Featured image is In Love, by Marcus Stone.

Last year, while struggling to come to terms with some ugliness close to home, I wrote about acceptance.

Of its opposite, rejection, I said this:

Rejection is to deny either the existence or the legitimacy of what is rejected. The idealist rejects the argument of the economist that the optimal number of murders, rapes, thefts, and traffic accidents is greater than zero. He denies the existence of fundamentally ineradicable problems.

And on acceptance:

Let us say that we are human beings who strive for order, but also for justice, for generosity, but also for prudence. Acceptance means recognizing that there are fundamental gaps in what we can accomplish in this striving, and that those gaps are often enormous—but having a heart that is at peace, nevertheless.

Recently I came across a discussion by Charles Taylor of Dostoyevsky on this very topic, in the former’s terrific book Sources of the Self. I find I’m unable to get it out of my head.

Dostoyevsky’s vision of rejection is something that people who have the highest moral sensibilities are the most vulnerable to, precisely because they are most sensitive to the ugliness in the world.

Rejecting the world seals one’s sense of its loathsomeness and of one’s own, insofar as one is part of it. And from this can only come acts of hate and destruction. Moreover, these radiate out from one in a chain, a kind of negative apostolic succession, as one inspires others through this loathing to loathe in their turn.

He continues:

Dostoyevsky’s rejectors arc “schismatics” (raskolniki), cut off from the world and hence grace. They cannot but wreak destruction. The noblest wreak it only on themselves. The most base destroy others. Although powered by the noblest sense of the injustice of things, this schism is ultimately also the fruit of pride, Dostoyevsky holds. We separate because we don’t want to see ourselves as part of the evil; we want to raise ourselves above it, away from the blame for it. The outward projection of the terrorist is the most violent manifestation of this common motive.

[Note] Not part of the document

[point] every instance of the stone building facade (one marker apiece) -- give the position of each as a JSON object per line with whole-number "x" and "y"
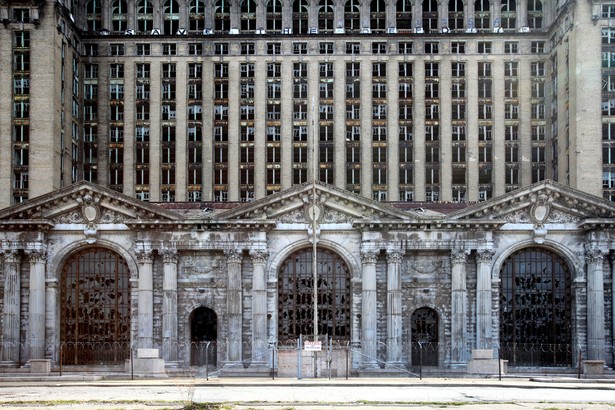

But acceptance is the only way to heal from the wounds inflicted by an ugly world:

What will transform us is an ability to love the world and ourselves, to see it as good in spite of the wrong. But this will only come to us if we can accept being part of it, and that means accepting responsibility. Just as ‘no one is to blame’ is the slogan of the materialist revolutionaries, so ‘we are all to blame’ is of Dostoyevsky’s healing figures. Loving the world and ourselves is in a sense a miracle, in face of all the evil and degradation that it and we contain. But the miracle comes on us if we accept being part of it. Involved in this is our acceptance of love from others. We become capable of love through being loved; and over against the perverse apostolic succession is a grace-dispensing one[.]

Acceptance means accepting responsibility.

The idea that greater transparency will make the world a better place is pretty popular these days. And yet it seems that massively expanded access to information has largely turned public discourse more vitriolic, and less forgiving.

Rather than shining a light on the darkness, it seems to me instead that we have closed ourselves off, afraid of allowing the darkness in. Yet there is already darkness within, and to close ourselves off is to leave ourselves alone with it.

To be exposed to so much of the ugliness of the world would be challenging in any time. But I think our current situation makes us particularly vulnerable. We are ideologically inclined to let “failure set the agenda,” and we lack a shared framework to justify wholeheartedly loving the world.

Growing up is a process of moving from earnest naiveté to accepting responsibility for being a part of the world. Few of us get to the wholehearted loving of the world, ugliness and all, that Dostoyevsky’s most saintly characters manage to achieve. And all of us feel the pull of rejection when we are faced by the world’s ugliness.

But each of us is capable of accepting the world, with its wonders and its horrors.